The child who engages in one sport with the addition of parental pressure probably won’t develop the kind of autonomy that’s important in adult life.
Exploring a range of activities as a child and being able to make choice is an essential blueprint that leads to healthy decision making as an adult. Finally, the child athlete consumed by one sport and pressured into trying to become a professional at the age of 10 may develop a fixed mindset. They’ll likely try to protect their talent and refuse to take risks on the playing field. Why would they want to do anything that could make them fail or look stupid when they’ve been praised all their lives for being so good.

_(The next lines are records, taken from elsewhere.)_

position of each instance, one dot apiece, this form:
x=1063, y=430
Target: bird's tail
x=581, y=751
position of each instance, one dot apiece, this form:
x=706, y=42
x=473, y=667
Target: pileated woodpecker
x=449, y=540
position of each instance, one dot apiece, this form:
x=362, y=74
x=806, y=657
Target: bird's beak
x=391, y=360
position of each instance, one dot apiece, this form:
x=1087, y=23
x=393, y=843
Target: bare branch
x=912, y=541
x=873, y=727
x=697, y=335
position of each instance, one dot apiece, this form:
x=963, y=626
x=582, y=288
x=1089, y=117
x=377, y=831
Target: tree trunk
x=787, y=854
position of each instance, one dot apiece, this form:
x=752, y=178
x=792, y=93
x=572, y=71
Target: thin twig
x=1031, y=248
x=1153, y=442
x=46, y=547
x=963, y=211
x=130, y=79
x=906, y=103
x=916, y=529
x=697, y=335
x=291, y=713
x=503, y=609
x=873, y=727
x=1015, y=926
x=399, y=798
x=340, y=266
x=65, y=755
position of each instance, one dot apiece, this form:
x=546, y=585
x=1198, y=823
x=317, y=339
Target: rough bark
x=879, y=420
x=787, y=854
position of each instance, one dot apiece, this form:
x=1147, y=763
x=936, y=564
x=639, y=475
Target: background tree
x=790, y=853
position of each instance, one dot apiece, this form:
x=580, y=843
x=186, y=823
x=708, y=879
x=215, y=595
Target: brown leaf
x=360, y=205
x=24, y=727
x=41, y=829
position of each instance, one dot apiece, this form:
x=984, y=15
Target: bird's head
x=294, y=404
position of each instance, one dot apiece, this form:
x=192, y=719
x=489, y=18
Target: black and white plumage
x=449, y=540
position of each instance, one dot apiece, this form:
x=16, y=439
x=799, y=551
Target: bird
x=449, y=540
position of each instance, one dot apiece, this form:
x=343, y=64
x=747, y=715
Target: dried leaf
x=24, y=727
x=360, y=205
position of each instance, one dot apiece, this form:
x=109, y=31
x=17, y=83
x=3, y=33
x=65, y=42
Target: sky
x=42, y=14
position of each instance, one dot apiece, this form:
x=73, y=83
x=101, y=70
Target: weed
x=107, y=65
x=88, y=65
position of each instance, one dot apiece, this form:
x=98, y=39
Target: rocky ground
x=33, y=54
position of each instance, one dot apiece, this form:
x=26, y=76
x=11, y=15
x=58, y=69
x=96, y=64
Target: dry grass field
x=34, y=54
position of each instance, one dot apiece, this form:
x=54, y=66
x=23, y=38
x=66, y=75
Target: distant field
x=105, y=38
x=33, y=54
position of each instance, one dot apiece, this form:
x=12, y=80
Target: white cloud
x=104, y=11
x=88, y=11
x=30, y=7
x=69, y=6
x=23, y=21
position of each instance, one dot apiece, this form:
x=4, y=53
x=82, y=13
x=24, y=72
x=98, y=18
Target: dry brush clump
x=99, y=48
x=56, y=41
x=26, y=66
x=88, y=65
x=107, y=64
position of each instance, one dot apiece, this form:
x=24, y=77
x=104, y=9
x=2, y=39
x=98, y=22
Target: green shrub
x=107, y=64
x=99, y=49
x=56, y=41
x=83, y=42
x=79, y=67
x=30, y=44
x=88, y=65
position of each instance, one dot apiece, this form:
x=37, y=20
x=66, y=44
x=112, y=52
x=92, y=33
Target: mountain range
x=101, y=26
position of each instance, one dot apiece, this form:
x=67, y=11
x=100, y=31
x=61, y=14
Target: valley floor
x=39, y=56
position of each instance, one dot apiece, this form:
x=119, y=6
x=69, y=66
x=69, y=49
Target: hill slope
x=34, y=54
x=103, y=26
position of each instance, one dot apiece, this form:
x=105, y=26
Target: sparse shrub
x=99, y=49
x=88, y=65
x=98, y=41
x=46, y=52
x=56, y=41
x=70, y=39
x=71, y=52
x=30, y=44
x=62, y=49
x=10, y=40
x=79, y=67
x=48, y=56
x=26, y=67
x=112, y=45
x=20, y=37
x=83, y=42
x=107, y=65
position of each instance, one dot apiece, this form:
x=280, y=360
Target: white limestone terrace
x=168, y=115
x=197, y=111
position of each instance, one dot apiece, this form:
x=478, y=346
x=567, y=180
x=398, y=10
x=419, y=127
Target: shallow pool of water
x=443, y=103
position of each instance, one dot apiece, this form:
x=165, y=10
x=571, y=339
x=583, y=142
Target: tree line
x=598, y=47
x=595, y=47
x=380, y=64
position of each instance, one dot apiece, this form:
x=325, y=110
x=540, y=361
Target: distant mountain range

However, we must all remember that parents make decisions for their children based on love and a want for their kids to achieve in life. They look at the very top level of sport, and quite rightly, look at the enormity of challenges it delivers (and lets face it – in sports like swimming and gymnastics early specialisation is a must).
It is understandable that parents feel it right to expose their children to long hours of practice and tough gruelling schedules to help them achieve their child’s dreams. So, while I think it’s important to empathize with parents — it is crititcal to remember the appropriate scientific and experiential evidence that can help people make the very best choices for their families’ lifestyle.
So, while I think it’s important to empathize with parents — it is crititcal to remember the appropriate scientific and experiential evidence that can help people make the very best choices for their families’ lifestyle.
I think the solution lies in a combination of education — so parents can make informed choices. And, a healthy amount of common sense in decision making that incorporates constant feedback from the child in question.